「とにかく申請してみれば通るかもしれない」 そんな気持ちになる方も少なくありません。
ですが、在留資格申請は“確率より戦略”が大切です。 今回は、実際にご相談を受けた中で申請を見送る判断をしたケースをご紹介します。
ご相談の背景
ある企業の社長様から、先月帰国してしまったCさんをもう一度雇用したいとご相談がありました。
Cさんは1年間、ご相談のあった企業で建設作業員として勤務。1年経ったときに在留資格の更新申請をしたところ、不許可となり帰国せざるを得なかったとのこと。
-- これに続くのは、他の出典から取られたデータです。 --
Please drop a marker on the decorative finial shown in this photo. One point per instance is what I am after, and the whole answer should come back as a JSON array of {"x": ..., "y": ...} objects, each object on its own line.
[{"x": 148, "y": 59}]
もう一度呼び寄せることはできるか?というご相談でした。
ヒアリングの中で見えてきた課題
- 更新申請を依頼した専門家が事情をよくわかっていなかった
- そもそも不法就労だった可能性
- 雇用主である相談者もビザの事情をよくわかっていなかった
相談者の話では、1年前のある日、突然ある技能実習の監理団体から連絡があり「技能実習生の受け入れ先がとん挫して困っている。受け入れてくれないか?」と相談されたとのこと。相談者は人情に厚く、困っているなら受け入れようと承諾します。
しかし在留資格や技能実習に関する知識がなく、技能実習生として受け入れていると思い込んでいた様子。建設現場の作業にも従事させていました。
ところがよく話を聞いてみると技能実習生ではなく、実際はエンジニアとして技人国の資格を持っていたようです。更新申請の手続きはCさんが知り合いのベトナム人弁護士に個人的に依頼したとのことですが、「この1年間、エンジニアの資格で現場仕事をしてきました」という内容で申請したようです。
当然、エンジニアの資格で現場仕事はできません。入管は不許可の判断を下しました。
入管は本人になぜ不許可なのか説明をしていたようですが、Cさん本人、雇用主である相談者、更新手続きをしたベトナム人弁護士の全員が在留資格の理解がなく、なぜダメだったのかを理解できていませんでした。
当事務所の判断と対応
弊所としては、まず在留資格の資格該当性について説明し、資格において認められた業務の範囲でしか従事できない制度であることをお伝えしました。そしてなぜ不許可になったのかを説明し、納得していただきました。
そのうえで、Cさんの経歴をみると確かにエンジニアの専門であったため、今度こそエンジニアとして施工管理や設計業務に従事してもらえるなら望みはあると説明しました。
しかし日本語があまり得意ではなかったことや、管理業務のポジションに空きがないことなどから、エンジニアは難しいと判断。
本人もどうしても現場仕事がしたいとのことだったため、あらためて技能実習生として入国する、もしくは試験を受けて特定技能で入国する方法があるとお伝えしました。
その結果、将来的に状況が整えば、技能実習・特定技能を検討したいという本人の意向だったため、今は準備期間として申請を見送る判断をしました。
このケースから学べること
今回のケースでは、すでに終わっているとはいえ不法就労にあたる状況でした。
在留資格は複雑な制度であるため、内容をよく理解していないと不法就労となったり、企業側が知らない間に不法就労させている場合もあります。
不法就労は「知らなかった」は通用しません。発覚した場合、本人も雇い入れ企業もどちらも重いペナルティが科されることになります。
不安やわからないことがある場合は、専門家に相談することが重要です。